Massenschlägereien lassen sich laut dem Fahnder leicht erklären. Sie seien ein Beispiel für territoriale und kulturelle Streitpunkte unter den Jugendlichen: "Früher haben mitunter junge Russen Gebiete für sich beansprucht. Nun sind viele afghanische Jugendliche in Österreich. Und sie beanspruchen dieselben Gebiete. Daher ergeben sich natürlich Konflikte und Spannungen, die sich dann im Extremfall so entwickeln, dass es dann zu täglichen Auseinandersetzungen kommt wie am Westbahnhof kurz vor Weihnachten."

(Bild: krone.at)

Afghanen und Massenschlägereien
Jugendliche aus Afghanistan treten auffälliger als andere in Erscheinung, einfach deshalb, weil sie sich an stark frequentierten und bewachten Plätzen treffen: "Es mag vielleicht den Anschein haben, dass Afghanen geneigter sind, strafbare Handlungen zu begehen als österreichische Jugendliche.
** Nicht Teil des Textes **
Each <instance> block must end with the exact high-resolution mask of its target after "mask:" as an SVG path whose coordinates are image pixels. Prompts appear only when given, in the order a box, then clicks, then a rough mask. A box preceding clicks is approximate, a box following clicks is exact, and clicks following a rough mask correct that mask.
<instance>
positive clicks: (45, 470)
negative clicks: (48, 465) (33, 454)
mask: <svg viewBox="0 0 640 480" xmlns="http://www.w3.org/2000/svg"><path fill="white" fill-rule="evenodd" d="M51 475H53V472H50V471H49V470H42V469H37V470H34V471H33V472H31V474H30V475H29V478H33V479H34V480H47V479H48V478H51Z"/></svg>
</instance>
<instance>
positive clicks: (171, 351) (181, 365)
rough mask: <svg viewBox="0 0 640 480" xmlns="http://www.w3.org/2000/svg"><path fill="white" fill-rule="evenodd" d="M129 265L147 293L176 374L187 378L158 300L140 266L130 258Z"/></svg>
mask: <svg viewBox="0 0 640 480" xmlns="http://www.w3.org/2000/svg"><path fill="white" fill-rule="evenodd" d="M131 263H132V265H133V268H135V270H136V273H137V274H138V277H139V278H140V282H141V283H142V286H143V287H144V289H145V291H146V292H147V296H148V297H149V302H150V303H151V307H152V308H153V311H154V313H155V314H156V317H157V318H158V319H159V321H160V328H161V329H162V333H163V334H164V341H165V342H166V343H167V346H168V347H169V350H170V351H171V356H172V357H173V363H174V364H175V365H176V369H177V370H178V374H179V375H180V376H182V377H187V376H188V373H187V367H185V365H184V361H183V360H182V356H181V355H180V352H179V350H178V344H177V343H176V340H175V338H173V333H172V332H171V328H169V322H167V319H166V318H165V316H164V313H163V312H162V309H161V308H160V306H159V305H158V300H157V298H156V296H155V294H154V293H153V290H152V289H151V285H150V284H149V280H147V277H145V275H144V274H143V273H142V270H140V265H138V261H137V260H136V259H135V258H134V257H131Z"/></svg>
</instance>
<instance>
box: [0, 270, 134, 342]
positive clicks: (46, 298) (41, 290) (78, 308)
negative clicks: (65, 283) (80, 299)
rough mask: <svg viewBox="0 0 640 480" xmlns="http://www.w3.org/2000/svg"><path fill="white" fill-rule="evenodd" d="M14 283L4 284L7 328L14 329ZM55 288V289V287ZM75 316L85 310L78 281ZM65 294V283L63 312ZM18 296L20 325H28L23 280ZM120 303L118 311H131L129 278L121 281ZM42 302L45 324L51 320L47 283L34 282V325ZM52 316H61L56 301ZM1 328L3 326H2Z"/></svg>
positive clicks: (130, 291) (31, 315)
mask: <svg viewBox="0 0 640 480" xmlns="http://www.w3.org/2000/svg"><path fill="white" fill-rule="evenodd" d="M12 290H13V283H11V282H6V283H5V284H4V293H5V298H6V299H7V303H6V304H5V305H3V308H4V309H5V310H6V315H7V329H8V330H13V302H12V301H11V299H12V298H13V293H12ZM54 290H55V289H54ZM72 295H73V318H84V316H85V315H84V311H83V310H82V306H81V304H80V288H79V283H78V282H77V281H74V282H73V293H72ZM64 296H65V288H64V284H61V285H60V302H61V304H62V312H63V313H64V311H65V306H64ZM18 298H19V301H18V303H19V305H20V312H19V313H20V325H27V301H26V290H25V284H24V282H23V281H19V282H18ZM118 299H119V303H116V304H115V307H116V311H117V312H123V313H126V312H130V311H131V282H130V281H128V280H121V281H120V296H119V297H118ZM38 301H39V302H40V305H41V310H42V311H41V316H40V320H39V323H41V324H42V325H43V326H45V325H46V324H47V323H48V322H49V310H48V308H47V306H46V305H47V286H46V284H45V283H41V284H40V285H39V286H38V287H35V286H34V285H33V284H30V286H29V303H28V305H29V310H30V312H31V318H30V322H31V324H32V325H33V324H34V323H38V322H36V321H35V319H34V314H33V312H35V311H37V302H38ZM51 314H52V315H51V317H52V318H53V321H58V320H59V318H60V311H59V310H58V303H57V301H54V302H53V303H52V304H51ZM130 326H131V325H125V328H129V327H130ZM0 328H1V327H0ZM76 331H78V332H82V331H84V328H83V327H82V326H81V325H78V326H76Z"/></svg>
Das wird sicherlich stimmen, Untersuchungen dazu sind mir nicht bekannt, ich kann nur aus meiner Erfahrung sprechen. Aber man darf nicht vergessen, es sind ganz einfach mehr afghanische Jugendliche in Ballungszentren und werden dort kontrolliert."

Und was ist mit den Massenschlägereien? Hier sollen Zaungäste oft die Polizei bei ihren Einsätzen behindern. "Oft wird von der außenstehenden Bevölkerung eine Gruppe von 50 Personen wahrgenommen, und tatsächlich sind an einem solchen Fall fünf bis sieben Personen beteiligt und der Rest sind Zuseher. Die Ermittlungen erschwert es insofern, als durch diese häufig den Tätern die Gelegenheit geboten wird, in der Menge zu verschwinden. Die Auskunftsfreudigkeit der Zuseher hält sich leider sehr in Grenzen, und wenn es auch offensichtlich ist, dass die dort anwesenden Personen die Täter kennen, sei es auch nur mit dem Vornamen, stoßen wir oft auf eine Mauer des Schweigens."

(Bild: krone.at)

Bedingte Urteile
Ein weiteres Problem: lediglich Urteile mit bedingten Strafen für die mutmaßlichen Täter und in der Folge Unmut in der Bevölkerung. Auf die Frage, ob sie vorbestraft seien, antworten viele der Jugendlichen in den Einvernahmen mit einem selbstbewussten "Nein". Das Strafregister entlarvt sie schlussendlich: "Ich gebe ihnen Recht, dass die derzeitige Form der Pönalisierung vielleicht nicht unbedingt die richtige ist. Dass ein Jugendlicher, der eine bedingte Haftstrafe bekommt, sich der Tragweite dieser Maßnahme gar nicht bewusst ist, halte ich sehr wohl für möglich. Ich gebe aber zu bedenken, dass eine Haftstrafe und ein Eintrag ins Strafregister sicherlich nicht förderlich sind, den Jugendlichen zu integrieren."

Erhöhtes Risiko an Hotspots
Stark besuchte Plätze stellen nach Aussage des Kriminalbeamten ein erhöhtes Sicherheitsrisiko dar: "Wenn ich als Jugendlicher alleine am Praterstern bin oder durch die Venediger Au gehe, dann muss mir natürlich gewärtig sein, dass ich von einer Gruppe umringt werde, und da könnte es auch sein, dass ich Opfer eines Raubüberfalls werde. Gewisse Situationen sind einfach gefahrengeneigter als andere."

(Bild: APA/Robert Jäger)

Wien trotzdem eine der sichersten Städte
Oberstleutnant Klug bleibt dabei, dass Wien trotz vieler Probleme eine der sichersten Städte Europas ist: "Auch wenn ich kein Polizist wäre - würde ich durch jeden Park in Wien gehen, ohne mich davor zu fürchten, Opfer eines Verbrechens zu werden."